Newcastle upon Tyne
No telephone number yet -
email via website:
Thu & Fri: 6 -10pm
Sat & Sun: 11am-10pm
This place is not just unlikely: for most of the time it doesn’t even exist.
The Beacon is a community-focussed business centre, sitting where Westgate Road meets Wingrove. Opened in 2012 on the site of what used to be a fire station, I have actually been here for the odd meeting. To the right of the main entrance is a café, where I might once have had a coffee. They have sandwiches, probably, and baked potatoes, maybe, but it’s not the sort of place that would demand a review on this page. Or so I thought, until I heard whispers from an Indian friend that something very interesting happens there after office hours.
Once the office workers have left and darkness falls, a separate army moves in and transforms the place into one of the most exciting new eateries in the City, a Southern Indian as authentic as any you could wish for. That was the rumour: Mrs Diner and I set off one blustery evening, intrigued to find out if we could really find the flavours of Tamil Nadu and Karnataka in a humble café on the West Road.
Our drinks gave the first hint. My mango lassi was pukka, sweet fruit in proper balance with the lactic tang of yoghurt and, perhaps, just a touch of salt. Mrs Diner’s mango fizz was similarly refreshing. Then the food arrived, and with it came the superlatives.
“Flipping amazing,” I muttered in the direction of a portion of chilli paneer in which batons of the cheese had been fried with onions and peppers before being coated in a rich, addictive chilli sauce. Actually, the word I used might not have been “flipping”.
“Fabulous — try this,” came Mrs Diner’s response, as she impaled a perfectly crisp medhu vada - a southern indian doughnut made using skinned black lentil batter - and dunked it in a judiciously spiced tomato chutney.
Gobi 65 was a triumph. I’ve had Chicken 65 before (there’s no consensus on where the “65” comes from, although some say it was invented in a Madras hotel in 1965, others that it has 65 spices, which it doesn’t) but this rendition turned the humble cauliflower into a delight of garlic, ginger and chilli.
Our final starter, all served in dinky silver tiffin plates, was a knock-out lamb chukka, a dry-cooked dish in which the meat had made friends some with properly softened onions and a beguiling fennely spice mix.
For me the test of any good South Indian restaurant has to be the dosa. Down on Newcastle’s Quayside, the Keralan restaurant Rasa (now mysteriously renamed Ury) had always satisfied my cravings for this wafer-thin fermented vegetable pancake. But Dosa Kitchen is true to its name. Ours had a wonderful depth of flavour (a tribute to long fermentation) and was served with a tangy sambar and some lively coconut and spiced tomato chutneys. I don’t recall having had more enjoyment from £4.10 in a very long time.
Mrs Diner’s Uttapam (don’t you just love these names?) was a slightly thicker version of the same batter, like a flattened crumpet, and equally good.

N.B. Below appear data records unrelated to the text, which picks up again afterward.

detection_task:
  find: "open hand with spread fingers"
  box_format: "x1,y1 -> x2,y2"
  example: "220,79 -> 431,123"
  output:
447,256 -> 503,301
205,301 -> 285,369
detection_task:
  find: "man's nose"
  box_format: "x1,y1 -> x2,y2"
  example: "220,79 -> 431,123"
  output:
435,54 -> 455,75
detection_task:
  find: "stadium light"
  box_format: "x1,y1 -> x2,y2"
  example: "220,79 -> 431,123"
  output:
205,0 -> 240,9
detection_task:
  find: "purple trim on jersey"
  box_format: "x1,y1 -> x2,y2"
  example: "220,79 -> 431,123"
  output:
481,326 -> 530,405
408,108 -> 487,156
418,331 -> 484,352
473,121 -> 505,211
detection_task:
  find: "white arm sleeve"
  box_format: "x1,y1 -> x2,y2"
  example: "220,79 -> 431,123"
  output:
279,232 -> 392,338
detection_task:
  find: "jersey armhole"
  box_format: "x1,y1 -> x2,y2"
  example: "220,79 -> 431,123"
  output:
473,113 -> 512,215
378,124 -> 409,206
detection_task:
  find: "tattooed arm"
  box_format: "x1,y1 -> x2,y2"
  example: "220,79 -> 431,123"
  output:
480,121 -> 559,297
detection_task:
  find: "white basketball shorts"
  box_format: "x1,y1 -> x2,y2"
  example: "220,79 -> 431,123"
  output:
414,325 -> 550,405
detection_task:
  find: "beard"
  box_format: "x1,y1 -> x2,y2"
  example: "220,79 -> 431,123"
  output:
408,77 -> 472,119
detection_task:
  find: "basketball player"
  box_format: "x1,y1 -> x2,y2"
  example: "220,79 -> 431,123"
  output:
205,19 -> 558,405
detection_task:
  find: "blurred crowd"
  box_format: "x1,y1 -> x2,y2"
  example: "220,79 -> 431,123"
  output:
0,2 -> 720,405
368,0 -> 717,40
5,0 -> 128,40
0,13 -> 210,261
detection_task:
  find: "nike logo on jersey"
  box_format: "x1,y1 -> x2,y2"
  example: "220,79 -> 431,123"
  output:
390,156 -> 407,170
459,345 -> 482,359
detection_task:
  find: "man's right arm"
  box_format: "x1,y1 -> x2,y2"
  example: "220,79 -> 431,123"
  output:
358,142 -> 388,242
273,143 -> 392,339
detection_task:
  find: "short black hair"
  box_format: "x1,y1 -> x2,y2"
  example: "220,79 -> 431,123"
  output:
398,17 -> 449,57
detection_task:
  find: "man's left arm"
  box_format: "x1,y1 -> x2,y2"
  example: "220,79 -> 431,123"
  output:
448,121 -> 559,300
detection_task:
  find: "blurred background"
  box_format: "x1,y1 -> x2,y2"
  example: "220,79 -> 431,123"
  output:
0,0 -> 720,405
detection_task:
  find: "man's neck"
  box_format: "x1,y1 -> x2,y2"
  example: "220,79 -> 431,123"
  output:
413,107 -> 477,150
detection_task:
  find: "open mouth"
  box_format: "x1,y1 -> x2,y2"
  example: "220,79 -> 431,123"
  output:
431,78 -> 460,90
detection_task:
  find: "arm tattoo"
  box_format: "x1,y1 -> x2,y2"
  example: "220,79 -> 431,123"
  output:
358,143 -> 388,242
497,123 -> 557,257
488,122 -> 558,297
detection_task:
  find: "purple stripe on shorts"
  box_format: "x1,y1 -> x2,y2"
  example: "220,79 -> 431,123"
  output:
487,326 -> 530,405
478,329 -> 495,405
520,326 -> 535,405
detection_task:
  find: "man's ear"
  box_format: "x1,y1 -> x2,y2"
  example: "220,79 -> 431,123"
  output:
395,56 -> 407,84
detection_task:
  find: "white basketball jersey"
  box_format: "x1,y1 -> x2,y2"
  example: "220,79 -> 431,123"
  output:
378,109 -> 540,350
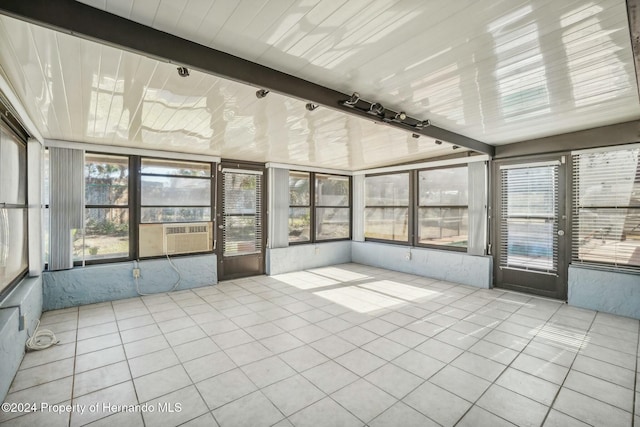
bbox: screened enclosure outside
[364,172,410,242]
[572,146,640,268]
[418,166,469,248]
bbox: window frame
[76,151,138,267]
[134,156,218,259]
[0,108,29,301]
[413,163,469,252]
[363,170,416,246]
[287,169,353,246]
[567,149,640,274]
[136,156,216,227]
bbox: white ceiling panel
[0,0,640,170]
[72,0,640,145]
[0,16,465,170]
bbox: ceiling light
[344,92,360,106]
[256,89,269,99]
[369,102,384,116]
[394,111,407,121]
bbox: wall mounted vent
[163,223,212,255]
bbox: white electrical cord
[134,254,182,296]
[25,320,60,351]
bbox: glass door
[494,158,567,298]
[217,163,265,280]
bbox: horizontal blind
[222,170,263,256]
[500,164,559,273]
[572,146,640,268]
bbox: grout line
[542,312,600,425]
[452,298,564,425]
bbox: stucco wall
[568,266,640,319]
[43,254,218,311]
[0,277,42,401]
[351,242,493,288]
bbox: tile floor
[0,264,640,427]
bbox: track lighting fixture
[369,102,384,116]
[343,92,360,107]
[256,89,269,99]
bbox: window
[364,172,410,243]
[289,171,351,243]
[78,153,130,261]
[0,118,28,296]
[572,148,640,268]
[364,165,469,249]
[140,159,211,223]
[315,174,351,240]
[139,158,213,257]
[289,171,311,242]
[418,166,469,248]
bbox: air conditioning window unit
[163,222,213,255]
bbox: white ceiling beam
[0,0,495,156]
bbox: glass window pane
[316,208,350,240]
[140,176,211,206]
[0,129,27,205]
[576,149,640,207]
[84,154,129,205]
[224,215,260,256]
[73,208,129,260]
[418,167,469,206]
[0,208,28,291]
[364,208,409,242]
[140,159,211,178]
[576,208,640,266]
[42,149,51,206]
[316,174,349,206]
[289,208,311,242]
[289,171,310,206]
[364,173,409,206]
[503,218,557,271]
[140,207,211,223]
[503,166,558,217]
[418,208,469,247]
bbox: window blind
[572,147,640,268]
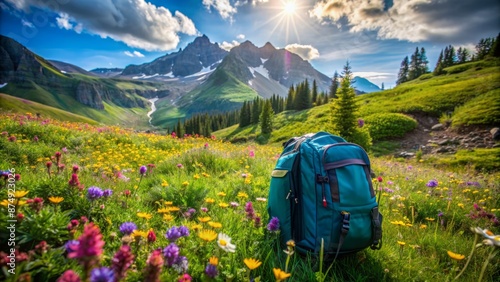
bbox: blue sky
[0,0,500,88]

We had struggled to decide what to order - honestly, I could happily have stayed all night and tried the lot (they do a feast on Sundays, which is the proper way to try South Indian food) - but the owner went out of his way to talk us through the dishes and make recommendations.
You won’t find any chicken tikka masala on this menu, thankfully, but if you’re concerned about not knowing what you’re ordering, then don’t be: the staff we spoke to were all supremely friendly and very much knew what they were about. It’s a place brimming with genuine warmth and dollops of enthusiasm.
I had been really looking forward to trying their homemade kulfi, a subcontinental ice-cream treat of sheer decadence when done right, but they had run out, so we finished with coffee made from a mix sent over from the old country that included ground roasted chicory. The kulfi will have to wait until next time. And there will be many next times.
At the moment they don’t even have a telephone: to make a reservation you need to go on their Facebook page (linked from the website) and send them a message. You’ll get a cheery reply and a secret mobile number to call.
Towards the end of our meal, the chef, Sudharsan Prabu, came out to check what we’d thought of his cooking. I tried to avoid going into full-on sycophantic mode. A little online research reveals that Sudharsan used to work at the Dakshin in the Park Sheraton in Chennai — it is famous for its South Indian dishes. That he should now pop up (literally) in this unlikely spot on the West Road is a treat that needs to be exploited by anyone who claims to like Indian food in our region.
Dosa Kitchen does describe itself as a “pop-up” restaurant, which refers to their opening hours and strange location. Let’s make sure they don’t feel the need to pop down again anytime soon: just go.